The reason I am so quick to allow camber in my series is that it saves the front tire.  Some series/tracks won’t even allow a quarter inch.  I can’t run 100 laps without junking out a right front tire, let alone 200-300.  Now I know there are other ways around the tire wear, like slowing down (never happens) or rear steer, but camber just makes sense.  It put’s all the rubber down at once when you need it most.  The rules allow up to 1 inch.  GET EVERY BIT OF IT! Keep the right front tire on the car! 


Some cars are more easily adjustable than others.  GM makes an ecentric bolt kit.
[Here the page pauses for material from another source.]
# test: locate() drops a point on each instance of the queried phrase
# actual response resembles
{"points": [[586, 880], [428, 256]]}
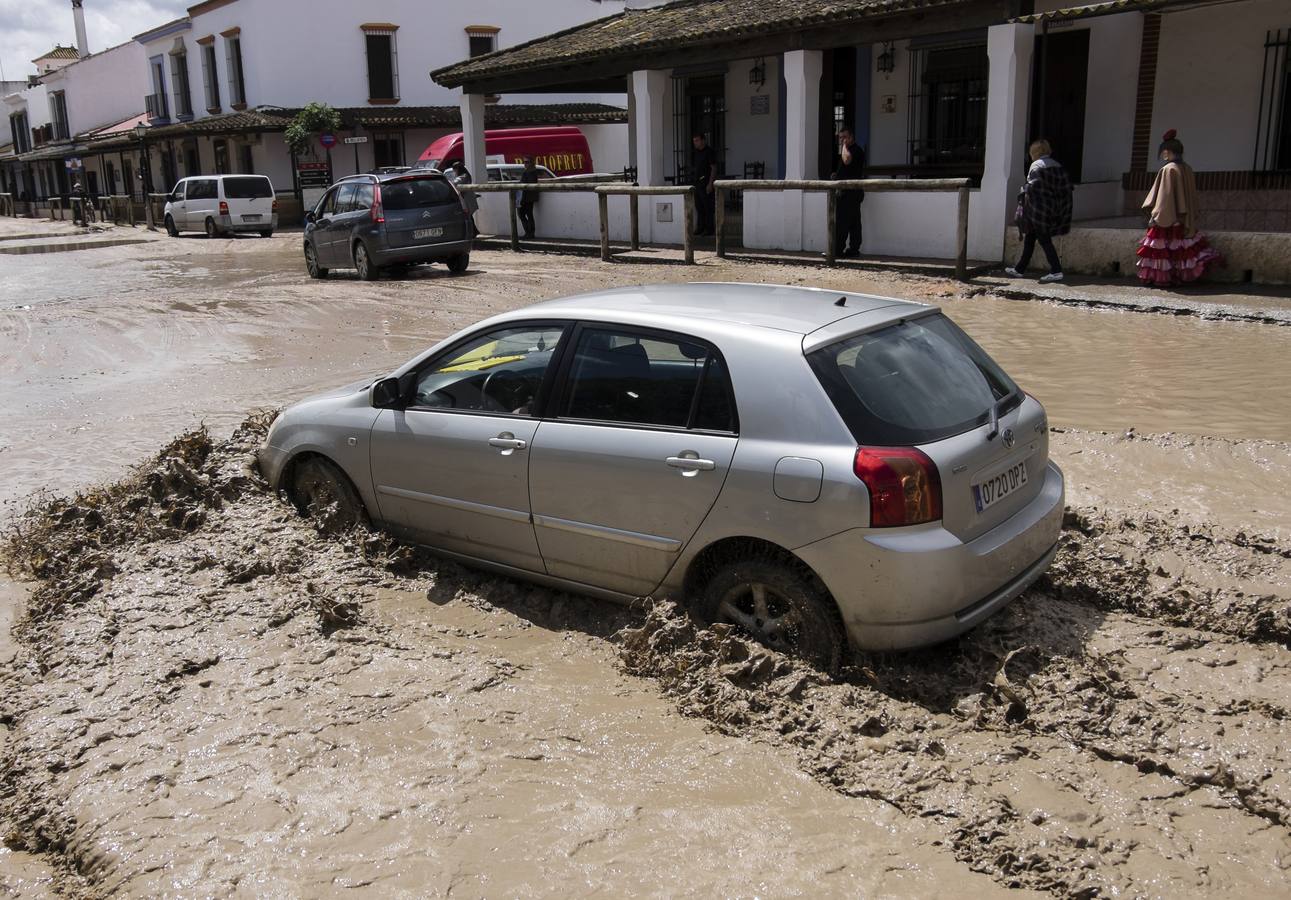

NAPA sells expensive ball joints for Hondas.  Escorts are the easiest to camber up (imho).   Often, camber involves the use of a die grinder to oval out some holes.  Sometimes we have to tack weld “adjusted” pieces in place to hold them there.



Brakes

Hello – you use them 600 times in a 300 lap contest just to turn laps.  (Plus red flags and obstacles.)  They better work and I do mean all 4.  The fast Escort GT’s almost always have had their rear calipers replaced.  You may not have rear discs, but you better have working rear brakes and adjust them up!  Front brakes only will really make a car push. 


FLUID – I never could get away with regular DOT 3 fluid.  My brakes are always flushed out and well bled with DOT 4 fluid.  Some guys even buy the expensive “racing” brake fluid.  I bleed my front brakes in between every race.  Always seem to get a few bubbles out.  Maybe you’ve noticed after a red flag the brake pedal isn’t always there on the restart!  Maybe takes a few laps to come back – use better fluid


PADS AND ROTORS - I always put a fresh set of pads on the front for an asphalt race.  Another one I learned – never use a $10 China rotor on the right front (they break out the center).  I’d rather have a used OEM or I break down and buy a $40 brand name one.  China rotor seems to be fine on the left front.


HEAT? - One last thing.  Are there any bind or tight spots in your caliper slides?  I always wire brush slides/surfaces and antisieze them up well.  You’d rather they were a little loose than dragging down the straightaways and getting hot for no reason.  On the old GM rear wheel drives we would always take out the antirattle o-rings and yeah they would bang around compared to a street car – but they never had any drag.